Анатолий рывком раскрыл заднюю дверь, сидевшие за нею два автоматчика подвинулись, освобождая ему место. А командир, не спросив у него адреса, сам распорядился:
– На Мойку!
…Через три-четыре минуты машина остановилась у подъезда дома, где жили Валицкие. Командир вышел из кабины и приказал шоферу:
– В ближайшую поликлинику. Привезите врача…
Дверь в квартиру была распахнута. Анатолий забыл закрыть ее. Незнакомый военный вошел именно в эту дверь, как будто знал, что здесь живет Валицкий. Только в передней, обернувшись к Анатолию, спросил:
– Где он лежит?
– Сюда, сюда, пожалуйста, – заторопился Анатолий, забегая вперед.
…Валицкий по-прежнему неподвижно лежал на диване лицом вверх, свесив к полу безжизненную руку.
– Что с ним случилось? – спросил командир Анатолия.
– Я не знаю… Просто не знаю, – растерянно откликнулся тот. – Мы сидели, разговаривали, потом он встал и… почему-то упал.
Командир подошел к дивану, некоторое время сосредоточенно смотрел на Валицкого. Не оборачиваясь, сказал:
– Он дышит.
Да, да, теперь и Анатолий видел, что отец дышал. Полуобнаженная грудь заметно приподнималась и опускалась. Открытие это разом успокоило его.
– Значит, вы сын? – спросил командир, рассматривая теперь Анатолия.
Анатолий в свою очередь скользнул по незнакомцу изучающим взглядом. Хотелось увидеть его знаки различия, однако их скрывал тугой ворот полушубка. Войдя в квартиру, незнакомец снял лишь шапку со звездой и теперь держал ее в руках.
Но какие бы знаки различия ни носил этот человек, он, несомненно, был начальником. Анатолий торопливо застегнул ворот своей гимнастерки, схватил свой ремень, подпоясался и лишь после этого ответил ему:
– Да, я его сын, товарищ командир.
– Где служите?
– В отдельном строительном батальоне двадцать третьей армии, товарищ командир.
– Имеете образование?
– Да. Почти закончил строительный институт.
– Значит, служба по специальности?
– Так точно.
– Идите встречайте врача. Он должен быть сейчас.

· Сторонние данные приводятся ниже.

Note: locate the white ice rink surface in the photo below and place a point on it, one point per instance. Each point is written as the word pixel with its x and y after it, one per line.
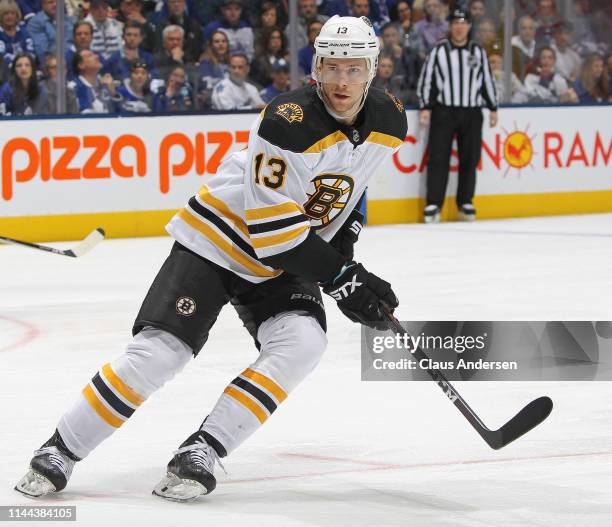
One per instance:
pixel 339 451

Анатолий схватил шинель, шапку и послушно направился к двери…
«Эмка» подъехала минут через десять. Из нее вышел немолодой человек с небольшим саквояжем в руке. Анатолий выхватил у него этот саквояж и устремился к подъезду, приговаривая:
– Сюда, доктор… Скорее, пожалуйста…
Когда они вошли в кабинет Валицкого, командир сидел за письменным столом. Врач поздоровался с ним, как с давним знакомым:
– Здравствуйте, Сергей Афанасьевич!
– Здравствуйте, – ответил тот, вставая. – Прошу вас срочно заняться больным. Это очень нужный и… очень хороший человек. К сожалению, сам я спешу по неотложным делам. С вами останется сын больного. Если потребуется какая-то помощь с моей стороны, позвоните.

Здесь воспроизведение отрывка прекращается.